Con questo terzo viaggio nella terra del Sol levante Igort ci porta tra le vie dell’occulto, del bizzarro e del macabro. Vie che molti considerano troppo cupe perché vi si possa annidare cultura. Ma d’altronde si sa: La bellezza senza veleno è noiosa.

Potrebbe sembrare strano ad un primo sguardo che Igort abbia dedicato un intero volume della trilogia sul suo Giappone ad un fenomeno, quello dell’ ero-guro (crasi di “ero guro nansensu”, ovvero erotico e grottesco nonsense), così di nicchia. Parrebbe un piccolo anfratto di una cultura più vasta, quasi insignificante rispetto alla tradizione giapponese che tutti conosciamo e amiamo.

Dopo poche pagine tuttavia, grazie ad una accattivante ma nostalgica introduzione, appare chiaro come il fenomeno ero-guro sia ben più ampio rispetto a quanto il Giappone stesso non ci voglia far credere, e affondi le sue radici nello stesso cuore delle tradizioni riconosciute e rispettate.

Come un fratello diseredato, estromesso dalle foto di famiglia, ma che conduce senza timori e vergogna una sua vita spregiudicata, così l’ero-guro ha sempre giocato un ruolo fondamentale nell’arte e nell’immaginario collettivo, dalle stampe, al teatro, al cinema.

Un passato e un presente costellati di violenza, mostri, perversioni, arte occulta e contemplazione artistica di drammi macabri. Una profusione di noir, yokai, personaggi singolari e fatti reali. Il fascino di questo modo di vedere il mondo sta proprio nel non riuscire a individuare una retta via, un’etica, un limite preciso tra la perversione psicologica ed il reale.

Tutto questo convive con un Giappone che ha costruito ed esportato una immagine di sé fondata sul rispetto, l’onore, la bellezza naturale e la saggezza buddhista. Appare chiaro quindi come il contrasto con l’ero-guro sia logicamente insanabile.

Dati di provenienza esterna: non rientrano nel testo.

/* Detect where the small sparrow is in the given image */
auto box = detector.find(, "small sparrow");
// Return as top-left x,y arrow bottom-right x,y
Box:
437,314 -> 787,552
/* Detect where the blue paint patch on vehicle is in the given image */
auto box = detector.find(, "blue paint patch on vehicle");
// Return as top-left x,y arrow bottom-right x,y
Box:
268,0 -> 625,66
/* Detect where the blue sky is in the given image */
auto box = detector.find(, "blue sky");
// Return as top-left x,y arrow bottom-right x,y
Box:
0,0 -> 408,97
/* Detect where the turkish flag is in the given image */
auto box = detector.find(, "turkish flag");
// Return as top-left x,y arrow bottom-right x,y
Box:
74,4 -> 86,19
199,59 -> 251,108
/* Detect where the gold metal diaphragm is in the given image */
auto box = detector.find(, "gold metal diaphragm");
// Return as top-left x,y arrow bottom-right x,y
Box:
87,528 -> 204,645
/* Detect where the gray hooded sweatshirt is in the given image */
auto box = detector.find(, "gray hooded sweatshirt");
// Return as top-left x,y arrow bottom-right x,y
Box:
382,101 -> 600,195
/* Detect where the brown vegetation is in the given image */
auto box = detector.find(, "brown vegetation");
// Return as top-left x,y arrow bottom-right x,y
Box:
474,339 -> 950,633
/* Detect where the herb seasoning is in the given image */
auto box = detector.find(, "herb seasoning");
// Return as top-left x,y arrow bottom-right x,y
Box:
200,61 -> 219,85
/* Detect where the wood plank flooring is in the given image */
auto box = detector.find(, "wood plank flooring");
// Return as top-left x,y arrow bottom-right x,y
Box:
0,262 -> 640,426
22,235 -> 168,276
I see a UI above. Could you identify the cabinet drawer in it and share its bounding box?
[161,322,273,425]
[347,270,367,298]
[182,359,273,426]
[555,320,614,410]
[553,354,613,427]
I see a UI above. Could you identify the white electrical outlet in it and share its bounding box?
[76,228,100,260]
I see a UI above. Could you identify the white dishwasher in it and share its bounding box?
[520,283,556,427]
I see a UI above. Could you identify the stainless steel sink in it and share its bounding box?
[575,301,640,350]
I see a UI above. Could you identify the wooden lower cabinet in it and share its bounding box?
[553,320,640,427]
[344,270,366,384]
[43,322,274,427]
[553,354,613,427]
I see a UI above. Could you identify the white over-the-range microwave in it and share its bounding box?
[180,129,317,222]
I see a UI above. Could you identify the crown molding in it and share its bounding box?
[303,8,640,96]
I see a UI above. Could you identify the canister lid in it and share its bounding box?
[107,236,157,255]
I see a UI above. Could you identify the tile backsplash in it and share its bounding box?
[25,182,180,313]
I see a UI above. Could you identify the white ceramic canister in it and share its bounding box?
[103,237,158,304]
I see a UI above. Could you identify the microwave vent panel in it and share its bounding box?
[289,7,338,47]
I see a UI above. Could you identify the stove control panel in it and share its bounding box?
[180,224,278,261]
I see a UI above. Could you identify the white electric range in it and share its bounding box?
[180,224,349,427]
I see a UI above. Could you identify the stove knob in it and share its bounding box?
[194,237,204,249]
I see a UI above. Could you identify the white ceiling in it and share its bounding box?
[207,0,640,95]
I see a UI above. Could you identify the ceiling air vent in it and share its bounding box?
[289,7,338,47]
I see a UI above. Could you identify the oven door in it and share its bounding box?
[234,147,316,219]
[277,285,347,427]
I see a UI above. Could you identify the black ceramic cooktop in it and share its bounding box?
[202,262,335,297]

Come possono convivere aspetti così distanti e contraddittori?

In realtà, l’arte dell’imperfezione, il wabi-sabi, e la celebrazione della violenza dei samurai e della guerra, oltre che la paranoica ossessione con le occulte forze della natura dello Shinto e delle religioni locali sono risvolti simili e compatibili con l’arte ero-guro. Quest’ultima declina però tali aspetti in chiave moderna, quasi pop, urban, e inaspettatamente progressista.

All’improvviso riusciamo a scorgere lo yin nello yang, la violenza nell’ordine, il sangue nella perfezione, il progresso nel caos.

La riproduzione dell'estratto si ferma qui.